In het incident dat door Nordea was aangespannen, werd de vordering van Nordea tot onbevoegdheid afgewezen. De rechtbank veroordeelde Nordea in de proceskosten aan de zijde van SEP, die op € 452,- werden vastgesteld. De zaak werd vervolgens verwezen naar de rolzitting voor het nemen van een conclusie van antwoord door Nordea.

Uitspraak

RECHTBANK ROTTERDAM
Sector civiel recht
zaaknummer / rolnummer: 379572 / HA ZA 11-1297
Vonnis van 21 september 2011
in de zaak van
de rechtspersoon naar het recht van de plaats harer vestiging
SELF ELEVATING PLATFORM JB-114 N.V.,
gevestigd te Willemstad, Curaçao,
eiseres in de hoofdzaak,
verweerster in het incident,
advocaat mr. O.E. Meijer,
- tegen -
1. de rechtspersoon naar het recht van de plaats harer vestiging
NORDEA BANK FINLAND PLC,
gevestigd te Helsinki, Finland,
2. de rechtspersoon naar het recht van de plaats harer vestiging
NORDEA BANK NORGE ASA,
gevestigd te Oslo, Noorwegen,
gedaagden,
eiseressen in het incident,
advocaat mr. E.J. Rietema.
1 Het verloop van de procedure
1.1. Tussen partijen zijn de volgende processtukken uitgewisseld:
- dagvaardingen van 11 maart 2011, met eenentwintig producties;
- incidentele conclusie houdende exceptie van onbevoegdheid
- conclusie van antwoord in het incident.
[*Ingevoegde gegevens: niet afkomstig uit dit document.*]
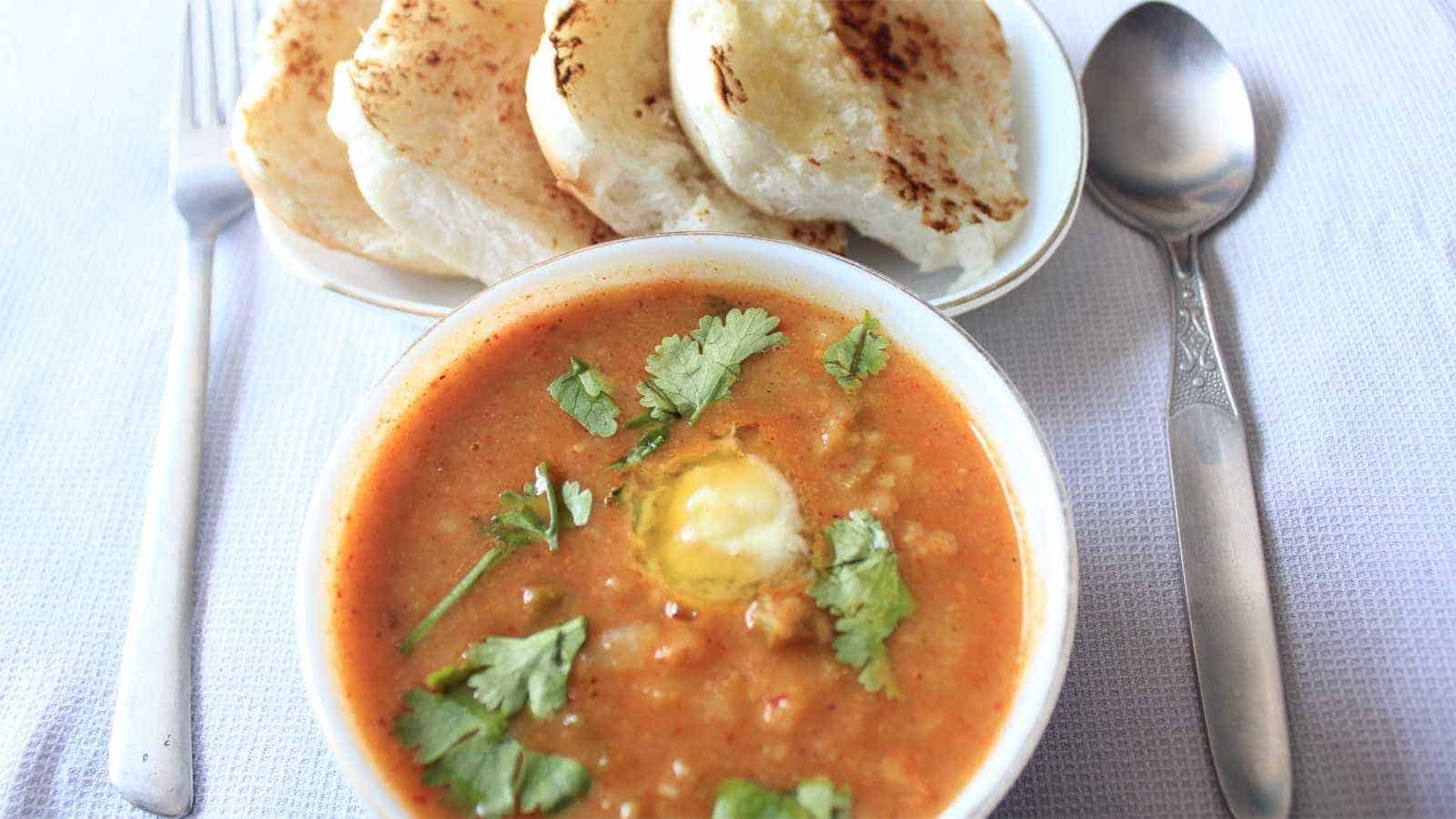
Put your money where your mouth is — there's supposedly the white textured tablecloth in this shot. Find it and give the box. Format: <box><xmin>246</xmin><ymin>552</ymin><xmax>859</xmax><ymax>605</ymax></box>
<box><xmin>0</xmin><ymin>0</ymin><xmax>1456</xmax><ymax>816</ymax></box>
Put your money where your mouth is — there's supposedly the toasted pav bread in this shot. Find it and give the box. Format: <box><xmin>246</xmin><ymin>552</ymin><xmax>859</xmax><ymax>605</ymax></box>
<box><xmin>526</xmin><ymin>0</ymin><xmax>846</xmax><ymax>250</ymax></box>
<box><xmin>329</xmin><ymin>0</ymin><xmax>610</xmax><ymax>284</ymax></box>
<box><xmin>230</xmin><ymin>0</ymin><xmax>454</xmax><ymax>274</ymax></box>
<box><xmin>668</xmin><ymin>0</ymin><xmax>1026</xmax><ymax>276</ymax></box>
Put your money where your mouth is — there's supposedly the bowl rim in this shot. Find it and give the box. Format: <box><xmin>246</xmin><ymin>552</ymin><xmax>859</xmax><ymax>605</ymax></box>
<box><xmin>294</xmin><ymin>232</ymin><xmax>1079</xmax><ymax>816</ymax></box>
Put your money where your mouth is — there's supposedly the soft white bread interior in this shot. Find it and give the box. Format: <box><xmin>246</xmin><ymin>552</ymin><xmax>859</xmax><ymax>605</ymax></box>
<box><xmin>668</xmin><ymin>0</ymin><xmax>1026</xmax><ymax>276</ymax></box>
<box><xmin>230</xmin><ymin>0</ymin><xmax>454</xmax><ymax>274</ymax></box>
<box><xmin>526</xmin><ymin>0</ymin><xmax>846</xmax><ymax>250</ymax></box>
<box><xmin>329</xmin><ymin>0</ymin><xmax>610</xmax><ymax>283</ymax></box>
1.2. Vervolgens hebben partijen vonnis gevraagd in het incident.
2. De vorderingen in de hoofdzaak
2.1. Eiseres (hierna: SEP) vordert – kort gezegd – dat de rechtbank bij uitvoerbaar bij voorraad verklaard vonnis voor recht zal verklaren dat gedaagden of een hunner ten onrechte de in opdracht van SEP op 7 juli 2010 door ABN Amro Bank N.V. (hierna: ABNAmro) ten gunste van Båtservice Offshore Verft A/S (hierna: BOV) gestelde garantie (hierna: de Garantie) hebben of heeft ingeroepen en gedaagden of een hunner zal veroordelen die inroeping ongedaan te maken en de door die inroeping door SEP geleden schade te vergoeden, met veroordeling van gedaagden in de kosten. Daartoe stelt SEP
– samengevat weergegeven – het volgende.
2.2. SEP heeft bij overeenkomst van 6 juli 2010 haar "self elevating platform JB-114" verkocht aan BOV. In het kader van die koopovereenkomst heeft BOV een aanbetaling gedaan van € 5.110.000,-. SEP heeft tot zekerheid voor de terugbetaling van die aanbetaling de Garantie doen stellen.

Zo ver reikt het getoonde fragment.